All of lore.kernel.org
 help / color / mirror / Atom feed
* OSDMap / osd_state questions
@ 2017-04-04 11:42 Jesse Williamson
  2017-04-04 12:18 ` Jesse Williamson
  2017-04-04 14:12 ` Sage Weil
  0 siblings, 2 replies; 5+ messages in thread
From: Jesse Williamson @ 2017-04-04 11:42 UTC (permalink / raw)
  To: Squid Cybernetic


Hello,

I have a couple of questions about OSDMap.

OSDMap has:
   int num_osd;         // not saved; see calc_num_osds
   int num_up_osd;      // not saved; see calc_num_osds
   int num_in_osd;      // not saved; see calc_num_osds

   int32_t max_osd;
   vector<uint8_t> osd_state;

   int calc_num_osds();

calc_num_osds() does this:
int OSDMap::calc_num_osds()
{
   num_osd = 0;
   num_up_osd = 0;
   num_in_osd = 0;
   for (int i=0; i<max_osd; i++) {
     if (osd_state[i] & CEPH_OSD_EXISTS) {
       ++num_osd;
       if (osd_state[i] & CEPH_OSD_UP) {
     ++num_up_osd;
       }
       if (get_weight(i) != CEPH_OSD_OUT) {
     ++num_in_osd;
       }
     }
   }
   return num_osd;
}

...is there some condition where an osd id will appear in osd_state and 
yet CEPH_OSD_EXISTS be false? It looks like the other two conditions, UP 
and OUT[1] depend on that being true.

First question: Can we get away with returning osd_state.size()?

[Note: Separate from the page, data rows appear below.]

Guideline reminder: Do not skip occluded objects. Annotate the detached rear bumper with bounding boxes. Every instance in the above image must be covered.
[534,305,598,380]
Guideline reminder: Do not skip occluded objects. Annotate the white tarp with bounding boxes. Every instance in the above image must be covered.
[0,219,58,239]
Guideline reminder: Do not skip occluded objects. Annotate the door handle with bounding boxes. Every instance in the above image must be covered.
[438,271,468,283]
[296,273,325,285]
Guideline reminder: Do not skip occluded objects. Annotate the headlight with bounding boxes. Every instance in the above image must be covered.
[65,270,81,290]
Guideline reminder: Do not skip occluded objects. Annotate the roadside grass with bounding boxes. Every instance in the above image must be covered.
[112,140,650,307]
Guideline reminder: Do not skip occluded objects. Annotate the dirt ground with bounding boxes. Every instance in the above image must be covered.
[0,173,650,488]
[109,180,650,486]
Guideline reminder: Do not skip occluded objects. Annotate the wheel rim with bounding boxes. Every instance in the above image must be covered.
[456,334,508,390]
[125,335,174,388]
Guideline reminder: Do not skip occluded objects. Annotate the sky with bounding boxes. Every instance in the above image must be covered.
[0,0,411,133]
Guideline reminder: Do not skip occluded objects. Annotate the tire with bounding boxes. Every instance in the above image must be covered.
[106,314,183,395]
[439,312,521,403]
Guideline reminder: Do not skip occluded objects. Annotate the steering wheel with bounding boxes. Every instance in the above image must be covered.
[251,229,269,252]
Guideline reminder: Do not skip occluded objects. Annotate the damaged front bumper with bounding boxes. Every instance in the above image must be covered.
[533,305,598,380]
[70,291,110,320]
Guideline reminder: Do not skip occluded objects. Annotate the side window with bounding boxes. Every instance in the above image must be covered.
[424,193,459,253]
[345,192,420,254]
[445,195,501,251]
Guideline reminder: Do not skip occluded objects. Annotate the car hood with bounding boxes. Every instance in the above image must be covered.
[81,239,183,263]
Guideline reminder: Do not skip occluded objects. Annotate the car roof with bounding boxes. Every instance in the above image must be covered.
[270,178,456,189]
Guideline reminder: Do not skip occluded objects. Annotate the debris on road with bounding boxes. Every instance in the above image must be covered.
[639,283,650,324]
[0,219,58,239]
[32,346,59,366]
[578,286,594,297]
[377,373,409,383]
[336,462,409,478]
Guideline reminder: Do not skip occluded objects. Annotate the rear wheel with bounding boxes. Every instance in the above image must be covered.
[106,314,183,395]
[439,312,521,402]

Second, should the cached/memoized member variables set as a side-effect 
of calc_num_osds() /ever/ be trusted if we don't call the method first?

Finally, if we have to go through this loop anyway, perhaps in addition to 
the size we'll want to know the OSD ids as well? I see several places 
where we wind up looping through osd_state /again/ to get extra 
information (for example, OSDMonitor::get_health()).

Perhaps a method basically doing this would be useful, along these lines?

partition_copy(begin(osd_state), end(osd_state),
                begin(up_osds), begin(down_osds),
                [&osdmap](const int32_t osd_id) { return osdmap.is_up(osd_id); });

Thanks for reading,

-Jesse

1. It would be amusing to check for DOWN and OUT.;-)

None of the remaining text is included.